Anders Blomdell wrote:
> Jan Kiszka wrote:
>> Anders Blomdell wrote:
>>
>>> Jan Kiszka wrote:
>>>
>>>> ...and may also add further latencies with the system has to speed up
>>>> again. Anyway, there might be use-cases where power consumption is -
>>>> besides latency - also an important issue. I'm just thinking of our
>>>> smaller mobile robots where the power demand of the drives and the
>>>> controller are not that far apart as on the larger platforms.
>>>>
>>>> What about other time sources on x86? Which systems already have HPET
>>>> these days, and does this source not suffer from frequency scaling? I
>>>> once read that HPET is quite easy to program, is this true? IOW, would
>>>> it be worth considering to add this to the HAL?
>>>
>>> If it an computer with ACPI (which is very likely), one could use the PM
>>> Timer (3.579545 MHz) as the base system clock, and sync with TSC at
>>> every clockscaling and power events (the reason for that is that PM
>>> Timer reads  are quite slow (around 1 microsecond on the hardwares I
>>> have tested), so most timer stuff should go via TSC).
>>>
>>> The advantage with this is that the system will keep accurate time even
>>> in the low power modes (when TSC is turned off). I have done a crude
>>> implementation of this on KURT (http://www.ittc.ku.edu/kurt/), and it is
>>> a workable solution
>>
>>
>> Oh, KURT still exists? Appeared a bit unmaintained to me last time I
>> checked.
> Maintained, but results are unfortunately not propagated to their
> homepage. We are currently running a 2.6.12 version, which is (for our
> purposes) essentially is Ingo Molnars patches + microsecond timer
> resolution.

But I guess you are then running a quite old version of the
RT-patch-set. Or is there still anything in the utime-patches (besides
your PM-add-on) that the hrtimer does not provide? Cannot imagine
because Thomas (Gleixner) was so deeply involved in KURT that he will
likely have extracted all relevant features for his hrtimers.

> 
>>> There are also good research/development oppurtunities in:
>>>
>>>  1. scheduling ACPI wakeup from those low-power modes in such good
>>>     time that all realtime requirements are met :-)
>>>  2. scheduling of clockscaling changes to make minimum impact
>>>     on realtime tasks
>>>
>>> (For ACPI, see http://www.acpi.info/DOWNLOADS/ACPIspec30a.pdf)
>>>
>>
>>
>> Hmm, though likely feasible, this sounds like it requires some effort,
>> especially the infrastructure to access ACPI directly (I guess we would
>> still have to switch it off for Linux, wouldn't we?) and to set up the
>> power event hooks. 
> Or present our own virtual ACPI controller to Linux, and enforce our
> timing constraints while trying to keep power as low as Linux want us to.

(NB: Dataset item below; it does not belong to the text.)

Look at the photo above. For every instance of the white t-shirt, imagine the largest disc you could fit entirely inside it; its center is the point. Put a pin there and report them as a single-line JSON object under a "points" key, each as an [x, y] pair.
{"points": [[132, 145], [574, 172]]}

Hmm, sounds again like a lot of work - but it's attractive because it
would be clean. ;)

> 
>> How much code was involved in your KURT add-on? Can
>> you extract it as a patch to asses the required work? I'm not planing to
>> work on this, but if it is not too complicated, someone may once pick it
>> up and integrate it in Xenomai.
> I guess this is approximately the patch (which always reads the PM
> Timer, which is not good for performance). It also does nothing to
> prevent Linux from doing Power management, the only thing it does, is to
> keep wall time and computer time in sync.

Ah, these patches do not look that complicated. If I find some time to
study them, I may come up with further questions.